I have again come to appreciate the older style of vegetable--
sprawling, large framed, later maturing, longer yielding,
vigorously rooting. However, many of these old-timers have not seen
the attentions of a professional plant breeder for many years and
throw a fair percentage of bizarre, misshapen, nonproductive plants.
These "off types" can be compensated for by growing a somewhat
larger garden and allowing for some waste. Dr. Alan Kapuler, who
runs Peace Seeds, has brilliantly pointed out to me why heirloom
varieties are likely to be more nutritious. Propagated by centuries
of isolated homesteaders, heirlooms that survived did so because
these superior varieties helped the gardeners' better-nourished
babies pass through the gauntlet of childhood illnesses.

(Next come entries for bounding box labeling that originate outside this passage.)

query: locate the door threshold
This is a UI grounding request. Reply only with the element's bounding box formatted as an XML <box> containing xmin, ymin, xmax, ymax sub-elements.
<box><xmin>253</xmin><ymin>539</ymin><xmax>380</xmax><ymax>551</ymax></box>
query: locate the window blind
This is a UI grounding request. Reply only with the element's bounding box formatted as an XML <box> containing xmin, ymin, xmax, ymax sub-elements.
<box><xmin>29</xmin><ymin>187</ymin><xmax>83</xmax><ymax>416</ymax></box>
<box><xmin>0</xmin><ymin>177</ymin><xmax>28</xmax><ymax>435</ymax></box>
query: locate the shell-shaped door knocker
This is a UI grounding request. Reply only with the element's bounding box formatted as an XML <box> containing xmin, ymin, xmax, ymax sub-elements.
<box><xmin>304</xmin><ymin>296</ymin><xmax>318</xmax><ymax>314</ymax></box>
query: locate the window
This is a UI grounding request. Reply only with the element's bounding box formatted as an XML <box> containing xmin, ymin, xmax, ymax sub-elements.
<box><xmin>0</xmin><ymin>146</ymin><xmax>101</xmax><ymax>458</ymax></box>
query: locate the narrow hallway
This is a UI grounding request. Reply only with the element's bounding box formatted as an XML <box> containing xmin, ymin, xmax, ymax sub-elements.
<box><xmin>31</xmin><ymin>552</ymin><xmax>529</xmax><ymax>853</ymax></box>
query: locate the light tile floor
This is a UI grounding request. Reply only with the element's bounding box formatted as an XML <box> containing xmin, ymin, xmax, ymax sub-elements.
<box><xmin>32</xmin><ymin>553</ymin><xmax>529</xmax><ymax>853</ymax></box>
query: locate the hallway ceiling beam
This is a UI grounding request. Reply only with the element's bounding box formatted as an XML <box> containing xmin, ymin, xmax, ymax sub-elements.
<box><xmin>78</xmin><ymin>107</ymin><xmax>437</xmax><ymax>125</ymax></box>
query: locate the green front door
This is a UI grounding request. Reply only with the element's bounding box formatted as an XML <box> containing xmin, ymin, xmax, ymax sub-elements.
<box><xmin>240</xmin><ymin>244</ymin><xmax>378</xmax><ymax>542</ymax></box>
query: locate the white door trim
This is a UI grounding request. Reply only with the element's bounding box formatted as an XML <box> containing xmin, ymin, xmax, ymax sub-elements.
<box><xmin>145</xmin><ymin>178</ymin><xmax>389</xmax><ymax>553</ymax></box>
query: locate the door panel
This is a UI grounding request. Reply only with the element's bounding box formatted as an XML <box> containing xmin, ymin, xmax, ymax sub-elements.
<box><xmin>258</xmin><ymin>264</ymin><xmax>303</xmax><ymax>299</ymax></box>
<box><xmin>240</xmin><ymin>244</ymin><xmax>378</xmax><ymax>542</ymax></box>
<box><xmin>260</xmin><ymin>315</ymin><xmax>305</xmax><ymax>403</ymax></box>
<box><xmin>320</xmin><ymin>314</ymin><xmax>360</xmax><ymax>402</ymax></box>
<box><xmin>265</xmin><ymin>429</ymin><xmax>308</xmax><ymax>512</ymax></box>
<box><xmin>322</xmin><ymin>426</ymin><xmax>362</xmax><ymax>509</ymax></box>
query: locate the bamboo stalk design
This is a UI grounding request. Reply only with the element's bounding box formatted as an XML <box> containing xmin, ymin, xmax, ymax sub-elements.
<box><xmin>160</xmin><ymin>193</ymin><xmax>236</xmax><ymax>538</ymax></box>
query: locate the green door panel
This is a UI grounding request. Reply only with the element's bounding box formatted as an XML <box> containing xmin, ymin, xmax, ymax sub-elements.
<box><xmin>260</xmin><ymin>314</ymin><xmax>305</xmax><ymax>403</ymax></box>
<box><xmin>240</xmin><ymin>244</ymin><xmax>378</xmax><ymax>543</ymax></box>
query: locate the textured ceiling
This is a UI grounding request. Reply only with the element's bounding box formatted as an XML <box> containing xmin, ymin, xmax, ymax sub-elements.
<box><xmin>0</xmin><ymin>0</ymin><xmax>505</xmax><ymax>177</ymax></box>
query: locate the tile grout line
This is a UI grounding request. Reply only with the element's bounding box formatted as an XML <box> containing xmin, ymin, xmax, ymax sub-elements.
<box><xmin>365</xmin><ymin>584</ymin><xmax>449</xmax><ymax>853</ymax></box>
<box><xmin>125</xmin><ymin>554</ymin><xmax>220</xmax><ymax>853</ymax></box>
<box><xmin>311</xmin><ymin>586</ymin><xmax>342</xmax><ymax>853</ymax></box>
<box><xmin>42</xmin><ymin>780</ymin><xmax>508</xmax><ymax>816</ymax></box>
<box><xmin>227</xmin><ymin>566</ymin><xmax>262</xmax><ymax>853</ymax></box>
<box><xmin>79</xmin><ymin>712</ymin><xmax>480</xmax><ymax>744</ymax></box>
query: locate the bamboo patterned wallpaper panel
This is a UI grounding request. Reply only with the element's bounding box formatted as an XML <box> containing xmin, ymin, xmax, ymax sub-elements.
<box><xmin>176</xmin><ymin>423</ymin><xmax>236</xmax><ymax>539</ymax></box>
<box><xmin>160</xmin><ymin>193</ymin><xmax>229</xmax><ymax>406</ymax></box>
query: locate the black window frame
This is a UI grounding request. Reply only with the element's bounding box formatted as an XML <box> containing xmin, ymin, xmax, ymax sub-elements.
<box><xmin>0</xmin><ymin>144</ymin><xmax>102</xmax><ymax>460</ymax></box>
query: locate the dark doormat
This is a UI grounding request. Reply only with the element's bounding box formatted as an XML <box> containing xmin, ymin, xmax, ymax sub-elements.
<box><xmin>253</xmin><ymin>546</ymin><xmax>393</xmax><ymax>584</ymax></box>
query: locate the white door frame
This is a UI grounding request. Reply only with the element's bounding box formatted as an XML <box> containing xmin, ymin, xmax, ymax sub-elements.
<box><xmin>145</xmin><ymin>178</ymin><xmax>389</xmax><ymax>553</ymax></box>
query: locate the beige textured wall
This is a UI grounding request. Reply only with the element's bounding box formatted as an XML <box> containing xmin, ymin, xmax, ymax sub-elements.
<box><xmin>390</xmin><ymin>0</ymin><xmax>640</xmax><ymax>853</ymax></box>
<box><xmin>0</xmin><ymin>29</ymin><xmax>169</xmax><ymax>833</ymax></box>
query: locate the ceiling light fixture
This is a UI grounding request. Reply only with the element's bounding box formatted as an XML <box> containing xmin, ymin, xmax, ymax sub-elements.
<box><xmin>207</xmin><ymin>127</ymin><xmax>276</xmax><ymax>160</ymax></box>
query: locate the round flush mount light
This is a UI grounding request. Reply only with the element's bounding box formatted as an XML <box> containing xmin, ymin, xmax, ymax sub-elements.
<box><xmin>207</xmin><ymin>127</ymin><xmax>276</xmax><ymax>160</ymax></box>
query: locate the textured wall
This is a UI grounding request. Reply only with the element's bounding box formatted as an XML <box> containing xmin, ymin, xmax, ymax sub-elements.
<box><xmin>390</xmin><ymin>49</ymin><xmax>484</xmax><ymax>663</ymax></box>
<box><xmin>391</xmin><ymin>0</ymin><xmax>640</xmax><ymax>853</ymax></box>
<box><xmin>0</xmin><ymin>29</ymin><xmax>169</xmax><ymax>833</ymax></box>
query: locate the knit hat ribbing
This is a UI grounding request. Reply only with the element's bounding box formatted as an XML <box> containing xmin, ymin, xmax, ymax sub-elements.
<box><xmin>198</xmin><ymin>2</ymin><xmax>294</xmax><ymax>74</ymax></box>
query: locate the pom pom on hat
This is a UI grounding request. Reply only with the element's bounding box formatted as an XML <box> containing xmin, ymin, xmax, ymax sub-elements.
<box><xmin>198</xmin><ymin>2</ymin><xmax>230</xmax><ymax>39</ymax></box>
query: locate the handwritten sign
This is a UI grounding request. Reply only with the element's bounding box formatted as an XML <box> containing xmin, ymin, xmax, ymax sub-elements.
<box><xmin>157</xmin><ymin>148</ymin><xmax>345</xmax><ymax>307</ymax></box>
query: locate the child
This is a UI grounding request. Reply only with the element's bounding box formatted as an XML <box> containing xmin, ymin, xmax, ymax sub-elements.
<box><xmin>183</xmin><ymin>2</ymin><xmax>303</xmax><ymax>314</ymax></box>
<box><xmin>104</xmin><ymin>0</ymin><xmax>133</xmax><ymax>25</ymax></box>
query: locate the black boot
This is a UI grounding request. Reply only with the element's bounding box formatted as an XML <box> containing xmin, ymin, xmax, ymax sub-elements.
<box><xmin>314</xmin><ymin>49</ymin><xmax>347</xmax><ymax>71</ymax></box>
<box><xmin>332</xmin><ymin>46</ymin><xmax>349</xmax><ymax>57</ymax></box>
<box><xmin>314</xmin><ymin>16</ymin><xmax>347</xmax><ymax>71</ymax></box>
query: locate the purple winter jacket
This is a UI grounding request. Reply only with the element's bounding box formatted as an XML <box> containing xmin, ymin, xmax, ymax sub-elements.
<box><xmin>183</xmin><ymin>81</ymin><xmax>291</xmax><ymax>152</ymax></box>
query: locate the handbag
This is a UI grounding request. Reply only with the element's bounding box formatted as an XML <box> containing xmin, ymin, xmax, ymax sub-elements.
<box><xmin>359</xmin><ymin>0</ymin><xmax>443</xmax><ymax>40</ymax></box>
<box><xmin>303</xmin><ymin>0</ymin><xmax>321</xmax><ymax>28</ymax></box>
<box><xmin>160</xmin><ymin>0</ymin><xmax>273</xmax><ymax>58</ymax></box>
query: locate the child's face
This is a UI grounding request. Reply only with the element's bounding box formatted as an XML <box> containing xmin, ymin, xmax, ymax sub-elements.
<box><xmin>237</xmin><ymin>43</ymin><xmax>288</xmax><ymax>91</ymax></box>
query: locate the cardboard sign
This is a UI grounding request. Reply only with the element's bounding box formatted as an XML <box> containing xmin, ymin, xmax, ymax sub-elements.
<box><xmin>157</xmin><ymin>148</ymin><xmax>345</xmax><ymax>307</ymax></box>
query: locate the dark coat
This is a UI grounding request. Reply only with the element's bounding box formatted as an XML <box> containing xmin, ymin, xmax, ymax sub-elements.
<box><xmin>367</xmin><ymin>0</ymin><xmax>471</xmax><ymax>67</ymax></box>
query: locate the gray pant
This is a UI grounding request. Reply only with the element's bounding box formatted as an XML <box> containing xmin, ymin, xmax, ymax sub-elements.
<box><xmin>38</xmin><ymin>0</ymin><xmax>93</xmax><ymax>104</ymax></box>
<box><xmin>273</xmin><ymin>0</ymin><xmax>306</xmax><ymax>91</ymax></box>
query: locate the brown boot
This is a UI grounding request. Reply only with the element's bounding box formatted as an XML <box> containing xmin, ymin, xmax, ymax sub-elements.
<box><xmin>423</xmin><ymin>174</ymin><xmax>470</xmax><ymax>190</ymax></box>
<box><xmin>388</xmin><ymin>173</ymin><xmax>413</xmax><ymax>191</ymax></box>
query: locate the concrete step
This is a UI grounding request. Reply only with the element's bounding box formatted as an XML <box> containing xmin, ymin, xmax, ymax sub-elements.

Plant Spacing: The Key to Water-Wise Gardening

Reduced plant density is the essence of dry gardening. The
recommended spacings in this section are those I have found workable
at Elkton, Oregon. My dry garden is generally laid out in single
rows, the row centers 4 feet apart. Some larger crops, like
potatoes, tomatoes, beans, and cucurbits (squash, cucumbers, and
melons) are allocated more elbow room. Those few requiring intensive
irrigation are grown on a raised bed, tightly spaced. I cannot
prescribe what would be the perfect, most efficient spacing for your
garden. Are your temperatures lower than mine and evaporation less?